Rose Marcario joined Patagonia in 2008 as CFO. Marcario has been a vocal supporter of on-site child care, which Patagonia established in 1983. Under her leadership, 100 percent of the company's working mothers have returned to work after giving birth. On June 1, 2017, Marcario opened an on-site child care facility at Patagonia's distribution center in Reno, Nevada. Marcario believes that employer-operated child care facilities are the answer to getting more women on company boards and in CEO positions.

On June 10, 2020, Marcario announced she was stepping down as president and chief executive officer of Patagonia, effective June 12, 2020. She was included in the 2021 and 2022 Fast Company Queer 50 lists. In 2020 she joined the boards of two private companies: Meati, which makes plant-based meat, and Rivian, which makes electric cars.

As of 2023, Marcario is also a partner at ReGen Ventures, a venture capital firm focused on regenerative technology.

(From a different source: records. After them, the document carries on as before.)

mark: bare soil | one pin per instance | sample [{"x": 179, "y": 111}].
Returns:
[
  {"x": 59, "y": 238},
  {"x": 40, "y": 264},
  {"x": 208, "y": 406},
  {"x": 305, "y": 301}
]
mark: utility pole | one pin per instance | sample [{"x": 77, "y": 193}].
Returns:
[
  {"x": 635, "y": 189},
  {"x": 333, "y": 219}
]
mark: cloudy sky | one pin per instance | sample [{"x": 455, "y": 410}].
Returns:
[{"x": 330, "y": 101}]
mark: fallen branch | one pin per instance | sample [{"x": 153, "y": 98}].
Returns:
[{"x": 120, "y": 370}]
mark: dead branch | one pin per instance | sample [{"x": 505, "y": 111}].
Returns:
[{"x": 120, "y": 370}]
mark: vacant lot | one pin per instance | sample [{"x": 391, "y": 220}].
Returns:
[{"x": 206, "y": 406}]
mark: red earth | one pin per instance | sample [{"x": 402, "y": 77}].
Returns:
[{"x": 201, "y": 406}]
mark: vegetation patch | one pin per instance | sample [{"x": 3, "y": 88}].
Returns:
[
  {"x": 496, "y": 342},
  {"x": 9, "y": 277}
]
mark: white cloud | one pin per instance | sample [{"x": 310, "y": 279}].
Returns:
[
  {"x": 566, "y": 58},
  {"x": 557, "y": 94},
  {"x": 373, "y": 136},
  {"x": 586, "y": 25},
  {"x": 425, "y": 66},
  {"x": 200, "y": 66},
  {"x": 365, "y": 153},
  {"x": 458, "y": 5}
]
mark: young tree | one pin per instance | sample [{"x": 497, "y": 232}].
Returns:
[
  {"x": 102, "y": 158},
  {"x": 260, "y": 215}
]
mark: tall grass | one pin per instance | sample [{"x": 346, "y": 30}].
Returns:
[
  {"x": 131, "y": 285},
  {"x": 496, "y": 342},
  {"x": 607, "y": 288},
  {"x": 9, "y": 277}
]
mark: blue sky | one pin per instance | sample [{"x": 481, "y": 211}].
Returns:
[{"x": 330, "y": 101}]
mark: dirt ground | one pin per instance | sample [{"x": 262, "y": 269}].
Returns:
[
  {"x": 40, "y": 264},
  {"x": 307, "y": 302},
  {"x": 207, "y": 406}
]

== Political involvement ==
In February 2016, Marcario and Patagonia founder Yvon Chouinard made a public statement about the company's commitment to public lands by choosing to withdraw the company's participation from the annual Outdoor Retailer trade show. The show was hosted in Salt Lake City, Utah, and Marcario and Chouinard said they were protesting Utah Governor Gary Herbert's attempts to rescind the Bears Ears National Monument. Marcario's decision to use the company's participation in Outdoor Retailer as a bargaining tool to change Herbert's stance on public lands spurred a boycott of the trade show. Marcario and Patagonia said the brand would boycott the show, one of Salt Lake City's most profitable annual conventions, unless the state's elected officials backed down on their efforts to rescind Bears Ears. Many other companies said they, too, would boycott the show in solidarity with Patagonia, which caused Outdoor Retailer and the Outdoor Industry Association to seek a new home for the show in a state deemed more friendly to public lands.

On Election Day 2016, Marcario closed all Patagonia retail locations in an effort to encourage people to make time to vote. Four days after the inauguration of President Donald Trump, she spoke out against the Trump administration and in defense of public lands and the fight against climate change. Patagonia has sought to mobilize its customers over Trump's executive order to reduce some national monuments, particularly Bears Ears National Monument, and has sued the Trump administration over the matter.